When someone goes into care, the local authority will carry out a financial assessment. As part of their assessment, the local authority will calculate the cost of the care and how much the individual can contribute from their own resources.
When carrying out a means test, the local authority may consider the value of the property as well as any income, savings or pension.
It is worth noting that The Care and Support (Charging and Assessment of Resources) Regulations 2014, Schedule 2, Regulation 4 states that “A local authority may disregard the value of any premises which is occupied in whole or in part by a qualifying relative of the adult as their main or only home where the qualifying relative occupied the premises after the date on which the adult was first provided with accommodation in a care home under the Act.” A qualifying relative is defined as a spouse/civil partner, partner, former partner, the person’s minor child, or a relative who is over 60 or incapacitated.
If someone has savings of over £23,250, they will have to fund the care themselves.
If someone has savings of between £14,250 and £23,250, they will need to contribute towards the cost of their care from income such as pensions and a tariff based on their capital, but the local authority will fund the rest.
Once someone’s capital reaches below £14,250, they will no longer pay a ‘tariff’ income based on their capital, but they must continue paying from income included in the means test. The council pay the remaining cost of their care.
Richard and Amy are married. Richard falls unwell and needs to move into a care home where he is in the best hands. Is the value of the home considered when the local authority carry out the means test? Would Amy be liable for care home fees and could the local authority put a charge against the home?
The good news here is that if Richard goes into care and Amy continues living in the home, then the value of the home isn’t considered by the local authority when carrying out the means test. This is because, as stated above, the local authority may disregard the value of any premises which is occupied in whole or in part by a qualifying relative of the adult as their main or only home where the qualifying relative occupied the premises after the date on which the adult was first provided with accommodation in a care home under the Act.” As she is his spouse, she falls under the definition of qualifying relative.

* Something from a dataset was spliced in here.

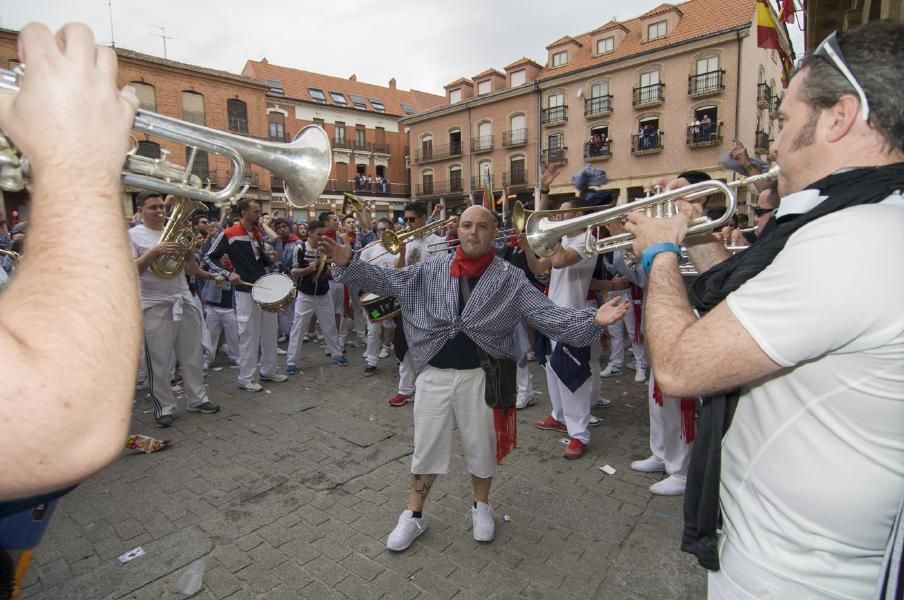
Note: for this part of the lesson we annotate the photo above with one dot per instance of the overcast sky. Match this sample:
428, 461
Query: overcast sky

Amy would not be liable for care fees as only Richard’s individual’s assets would be considered. The local authority could not put a charge against the home for as long as it is being disregarded in the means test.
If Richard and Amy both go into care during their lifetime would the home be part of the means test and could it be sold to fund their care?

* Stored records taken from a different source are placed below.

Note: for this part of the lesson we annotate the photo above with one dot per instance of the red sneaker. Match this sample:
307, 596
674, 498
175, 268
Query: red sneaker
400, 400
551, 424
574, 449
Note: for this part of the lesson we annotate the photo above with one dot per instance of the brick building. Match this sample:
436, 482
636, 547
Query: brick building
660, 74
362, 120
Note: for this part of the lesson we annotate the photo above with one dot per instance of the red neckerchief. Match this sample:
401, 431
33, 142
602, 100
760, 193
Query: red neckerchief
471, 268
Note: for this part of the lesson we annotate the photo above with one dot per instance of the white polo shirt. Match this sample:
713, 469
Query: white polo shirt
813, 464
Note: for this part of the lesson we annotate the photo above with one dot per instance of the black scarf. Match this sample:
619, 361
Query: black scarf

If they both go into care during their lifetime then the home would no longer be disregarded for care fees unless there was still a relative under 18, over 60, or incapacitated living in it.
This means the value of the home would be considered for their individual means tests and it could also be sold to fund their care if they don’t have enough capital to fund themselves.

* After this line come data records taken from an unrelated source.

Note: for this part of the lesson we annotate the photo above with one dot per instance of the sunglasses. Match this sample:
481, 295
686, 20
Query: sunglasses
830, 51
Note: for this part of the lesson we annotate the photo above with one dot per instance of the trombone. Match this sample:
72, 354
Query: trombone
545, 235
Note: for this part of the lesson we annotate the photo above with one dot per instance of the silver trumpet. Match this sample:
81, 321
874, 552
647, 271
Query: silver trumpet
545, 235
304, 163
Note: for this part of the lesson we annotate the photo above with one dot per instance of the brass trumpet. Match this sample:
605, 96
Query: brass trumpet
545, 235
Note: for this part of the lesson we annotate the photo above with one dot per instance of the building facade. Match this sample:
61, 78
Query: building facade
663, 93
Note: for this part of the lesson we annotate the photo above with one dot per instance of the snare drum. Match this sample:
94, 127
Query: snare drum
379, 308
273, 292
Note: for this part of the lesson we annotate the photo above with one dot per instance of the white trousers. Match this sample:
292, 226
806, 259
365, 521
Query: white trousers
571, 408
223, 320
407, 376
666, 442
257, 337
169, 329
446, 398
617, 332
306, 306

Adrianna owns her home solely with no-one else living with her. Can she protect her home from care fees in the event she needs to go into care during her lifetime by gifting it to her children?
We would not be able to advise on any lifetime planning to protect her property. If she gave her property away to her children or to trust in lifetime and the intention was to avoid paying for care, then this would be classed as deliberate deprivation. In this instance, if the local authority decide that some has committed deliberate deprivation for the purposes of the financial assessment, they can still treat the person as if they own that asset.
Richard passes away and he has a Protective Property Trust in his Will so his share of the home passes to the trust. Amy then needs to go into care. Would the home be assessed for care fees and would the home need to be sold to pay for care or a charge placed on it?
Amy would be assessment on her share of the property only and not the share that is in trust since this is protected. If she needs to self-fund but doesn’t have enough capital to cover this without selling the property, the local authority will seek to place a charge on her share of the property to reclaim their fees when the property is sold. This is usually referred to as a deferred payment scheme.
What can be done by Will to protect the home from care fees?
It is important to note that a Will speaks from death so any provisions in there will take place on death only.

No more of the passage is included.